Investing.com – The U.S. dollar inched higher on Tuesday, as a leading indicator of inflation rose, increasing pressure on the Federal Reserve to raise rates.
The U.S. dollar index, which measures the greenback’s strength against a basket of six major currencies, rose 0.13% to 97.31 as of 10:29 AM ET (15:29 GMT).
The core producer price index increased more than expected in November. The Federal Reserve keeps its eye on this data because, when producers pay more for goods, they are more likely to pass price increases on to the consumer.
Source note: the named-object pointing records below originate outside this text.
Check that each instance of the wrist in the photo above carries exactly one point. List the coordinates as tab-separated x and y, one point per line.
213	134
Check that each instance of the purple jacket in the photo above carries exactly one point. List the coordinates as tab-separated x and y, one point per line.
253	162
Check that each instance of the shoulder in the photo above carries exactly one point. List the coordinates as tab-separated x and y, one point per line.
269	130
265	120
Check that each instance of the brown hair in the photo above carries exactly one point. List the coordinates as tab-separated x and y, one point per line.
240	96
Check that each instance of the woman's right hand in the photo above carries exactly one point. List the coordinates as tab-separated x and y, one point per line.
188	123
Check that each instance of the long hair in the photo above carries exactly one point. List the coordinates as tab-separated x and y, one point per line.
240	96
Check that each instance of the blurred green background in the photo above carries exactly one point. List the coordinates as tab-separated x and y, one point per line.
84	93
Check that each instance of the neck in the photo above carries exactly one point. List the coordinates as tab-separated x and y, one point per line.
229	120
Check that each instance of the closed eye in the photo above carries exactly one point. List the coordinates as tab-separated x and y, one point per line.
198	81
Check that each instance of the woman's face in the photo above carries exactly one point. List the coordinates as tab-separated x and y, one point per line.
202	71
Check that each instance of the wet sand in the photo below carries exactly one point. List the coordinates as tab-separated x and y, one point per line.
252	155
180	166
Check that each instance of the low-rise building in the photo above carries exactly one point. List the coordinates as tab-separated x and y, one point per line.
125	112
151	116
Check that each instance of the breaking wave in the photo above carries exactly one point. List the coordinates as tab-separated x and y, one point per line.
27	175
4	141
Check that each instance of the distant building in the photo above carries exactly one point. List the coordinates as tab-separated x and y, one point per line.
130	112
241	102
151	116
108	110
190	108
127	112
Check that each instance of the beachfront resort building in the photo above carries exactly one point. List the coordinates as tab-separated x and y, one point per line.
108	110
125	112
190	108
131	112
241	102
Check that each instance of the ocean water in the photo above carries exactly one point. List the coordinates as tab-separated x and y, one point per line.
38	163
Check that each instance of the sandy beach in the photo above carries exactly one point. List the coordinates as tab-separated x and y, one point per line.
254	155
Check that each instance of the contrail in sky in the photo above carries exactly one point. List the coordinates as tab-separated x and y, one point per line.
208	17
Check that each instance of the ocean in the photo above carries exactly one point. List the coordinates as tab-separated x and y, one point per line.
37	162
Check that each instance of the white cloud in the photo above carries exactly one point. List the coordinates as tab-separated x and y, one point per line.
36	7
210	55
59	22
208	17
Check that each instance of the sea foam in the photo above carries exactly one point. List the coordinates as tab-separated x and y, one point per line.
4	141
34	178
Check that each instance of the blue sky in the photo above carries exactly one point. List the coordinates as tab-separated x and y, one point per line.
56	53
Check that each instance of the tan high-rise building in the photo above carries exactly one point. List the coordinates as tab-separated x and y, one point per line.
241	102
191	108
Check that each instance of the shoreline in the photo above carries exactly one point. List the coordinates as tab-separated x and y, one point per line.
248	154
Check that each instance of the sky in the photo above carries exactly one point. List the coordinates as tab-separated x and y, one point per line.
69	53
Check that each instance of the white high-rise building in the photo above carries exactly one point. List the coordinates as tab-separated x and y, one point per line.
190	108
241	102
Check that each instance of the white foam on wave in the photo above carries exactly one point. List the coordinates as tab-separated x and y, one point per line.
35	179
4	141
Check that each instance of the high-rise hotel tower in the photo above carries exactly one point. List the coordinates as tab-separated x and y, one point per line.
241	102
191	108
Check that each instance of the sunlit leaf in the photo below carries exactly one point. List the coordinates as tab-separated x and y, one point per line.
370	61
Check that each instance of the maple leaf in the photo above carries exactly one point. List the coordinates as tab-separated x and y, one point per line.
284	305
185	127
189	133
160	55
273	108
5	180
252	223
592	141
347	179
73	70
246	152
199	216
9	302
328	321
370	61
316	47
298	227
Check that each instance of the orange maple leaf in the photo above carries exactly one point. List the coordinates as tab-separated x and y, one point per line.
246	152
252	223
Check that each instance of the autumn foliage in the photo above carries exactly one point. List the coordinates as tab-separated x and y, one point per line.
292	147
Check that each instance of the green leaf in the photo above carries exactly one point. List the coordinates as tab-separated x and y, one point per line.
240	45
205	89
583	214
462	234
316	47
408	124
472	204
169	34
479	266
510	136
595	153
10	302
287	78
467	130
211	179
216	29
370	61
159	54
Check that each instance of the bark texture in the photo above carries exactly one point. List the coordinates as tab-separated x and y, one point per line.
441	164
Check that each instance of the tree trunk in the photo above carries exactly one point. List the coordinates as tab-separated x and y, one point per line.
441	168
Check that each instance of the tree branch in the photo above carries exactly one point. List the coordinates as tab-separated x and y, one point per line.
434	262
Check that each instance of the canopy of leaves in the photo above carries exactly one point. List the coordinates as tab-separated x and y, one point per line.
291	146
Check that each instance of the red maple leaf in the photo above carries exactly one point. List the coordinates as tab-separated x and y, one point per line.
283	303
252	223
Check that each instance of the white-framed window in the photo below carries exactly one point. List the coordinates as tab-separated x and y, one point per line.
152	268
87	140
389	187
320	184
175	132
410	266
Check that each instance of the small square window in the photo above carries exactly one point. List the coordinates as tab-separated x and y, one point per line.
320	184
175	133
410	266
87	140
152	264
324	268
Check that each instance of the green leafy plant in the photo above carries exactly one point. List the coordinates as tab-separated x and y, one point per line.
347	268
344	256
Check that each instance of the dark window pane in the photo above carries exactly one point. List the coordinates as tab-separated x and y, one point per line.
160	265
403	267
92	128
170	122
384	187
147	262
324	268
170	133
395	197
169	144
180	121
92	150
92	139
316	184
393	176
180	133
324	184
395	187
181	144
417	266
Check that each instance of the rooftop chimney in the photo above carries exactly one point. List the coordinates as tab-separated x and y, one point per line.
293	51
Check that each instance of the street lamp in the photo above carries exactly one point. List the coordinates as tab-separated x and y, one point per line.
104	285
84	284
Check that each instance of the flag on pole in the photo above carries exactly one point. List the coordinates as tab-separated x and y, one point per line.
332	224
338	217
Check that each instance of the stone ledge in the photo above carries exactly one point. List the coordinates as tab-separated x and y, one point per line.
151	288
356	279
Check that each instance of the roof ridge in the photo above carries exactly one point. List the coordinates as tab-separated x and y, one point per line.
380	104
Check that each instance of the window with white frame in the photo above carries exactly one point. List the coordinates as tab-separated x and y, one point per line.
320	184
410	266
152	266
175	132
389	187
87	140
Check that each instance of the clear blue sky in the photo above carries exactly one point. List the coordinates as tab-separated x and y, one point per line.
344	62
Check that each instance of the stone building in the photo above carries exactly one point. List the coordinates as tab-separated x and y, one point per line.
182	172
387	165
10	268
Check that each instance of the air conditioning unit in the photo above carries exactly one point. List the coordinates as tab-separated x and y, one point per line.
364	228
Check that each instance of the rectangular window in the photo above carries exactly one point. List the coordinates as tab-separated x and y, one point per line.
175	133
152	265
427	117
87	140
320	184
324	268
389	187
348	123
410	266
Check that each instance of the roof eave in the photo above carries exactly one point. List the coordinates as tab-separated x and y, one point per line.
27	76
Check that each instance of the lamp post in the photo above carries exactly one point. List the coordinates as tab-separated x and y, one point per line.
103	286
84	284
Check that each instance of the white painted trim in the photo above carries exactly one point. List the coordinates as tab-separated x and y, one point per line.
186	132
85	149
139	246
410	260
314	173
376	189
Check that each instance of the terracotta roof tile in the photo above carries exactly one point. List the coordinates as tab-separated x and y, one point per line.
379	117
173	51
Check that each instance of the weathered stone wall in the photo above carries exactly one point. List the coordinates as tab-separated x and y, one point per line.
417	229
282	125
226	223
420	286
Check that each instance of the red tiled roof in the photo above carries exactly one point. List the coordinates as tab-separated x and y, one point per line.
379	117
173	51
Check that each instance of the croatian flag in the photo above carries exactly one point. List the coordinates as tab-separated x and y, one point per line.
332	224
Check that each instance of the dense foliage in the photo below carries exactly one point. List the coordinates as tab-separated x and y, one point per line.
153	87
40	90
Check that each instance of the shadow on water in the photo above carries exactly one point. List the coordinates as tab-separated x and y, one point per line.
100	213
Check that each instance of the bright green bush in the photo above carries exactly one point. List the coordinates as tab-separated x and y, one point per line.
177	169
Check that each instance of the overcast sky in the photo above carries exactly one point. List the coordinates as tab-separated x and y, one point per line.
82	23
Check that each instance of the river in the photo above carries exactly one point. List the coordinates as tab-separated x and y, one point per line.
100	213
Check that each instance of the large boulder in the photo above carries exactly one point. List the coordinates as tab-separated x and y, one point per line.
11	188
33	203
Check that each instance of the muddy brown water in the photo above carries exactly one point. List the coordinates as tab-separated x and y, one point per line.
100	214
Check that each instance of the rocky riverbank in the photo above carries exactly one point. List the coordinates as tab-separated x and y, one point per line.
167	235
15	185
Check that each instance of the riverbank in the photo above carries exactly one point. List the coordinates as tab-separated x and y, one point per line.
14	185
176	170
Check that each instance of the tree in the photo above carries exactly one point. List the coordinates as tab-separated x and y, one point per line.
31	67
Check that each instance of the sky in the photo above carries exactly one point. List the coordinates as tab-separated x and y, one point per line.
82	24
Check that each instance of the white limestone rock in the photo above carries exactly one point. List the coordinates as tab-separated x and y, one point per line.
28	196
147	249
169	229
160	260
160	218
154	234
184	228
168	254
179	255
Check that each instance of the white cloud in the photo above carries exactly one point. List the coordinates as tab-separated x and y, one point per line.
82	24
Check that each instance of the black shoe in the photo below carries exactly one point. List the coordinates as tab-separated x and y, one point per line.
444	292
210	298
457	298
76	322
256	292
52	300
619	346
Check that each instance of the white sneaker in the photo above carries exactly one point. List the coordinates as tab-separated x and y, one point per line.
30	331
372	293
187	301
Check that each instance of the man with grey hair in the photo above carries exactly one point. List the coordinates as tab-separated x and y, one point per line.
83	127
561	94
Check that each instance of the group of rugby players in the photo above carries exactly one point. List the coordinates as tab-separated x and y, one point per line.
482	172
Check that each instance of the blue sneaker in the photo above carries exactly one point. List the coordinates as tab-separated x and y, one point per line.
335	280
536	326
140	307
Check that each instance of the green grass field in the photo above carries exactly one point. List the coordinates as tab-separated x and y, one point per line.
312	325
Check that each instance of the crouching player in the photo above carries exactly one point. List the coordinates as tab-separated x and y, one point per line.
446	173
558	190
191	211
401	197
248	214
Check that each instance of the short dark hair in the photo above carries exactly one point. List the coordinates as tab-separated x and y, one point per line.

The dollar has been under pressure recently amid expectations that the Fed will pause its rate of interest rate hikes and trade tensions between the U.S. and China.
Meanwhile, the pound pared back earlier gains after German Chancellor Angela Merkel said the European Union would not renegotiate its Brexit deal. UK Prime Minister Theresa May pushed back a planned Parliament vote on the draft of the Brexit deal in the hopes of striking a better deal with Brussels.
GBP/USD was at 1.2557, down from an earlier high of 1.2629.
The dollar was slightly lower against the safe-heaven Japanese yen, with USD/JPYfalling 0.03% to 113.30. In times of uncertainty, investors tend to invest in the Japanese yen, which is considered a safe asset during periods of risk aversion.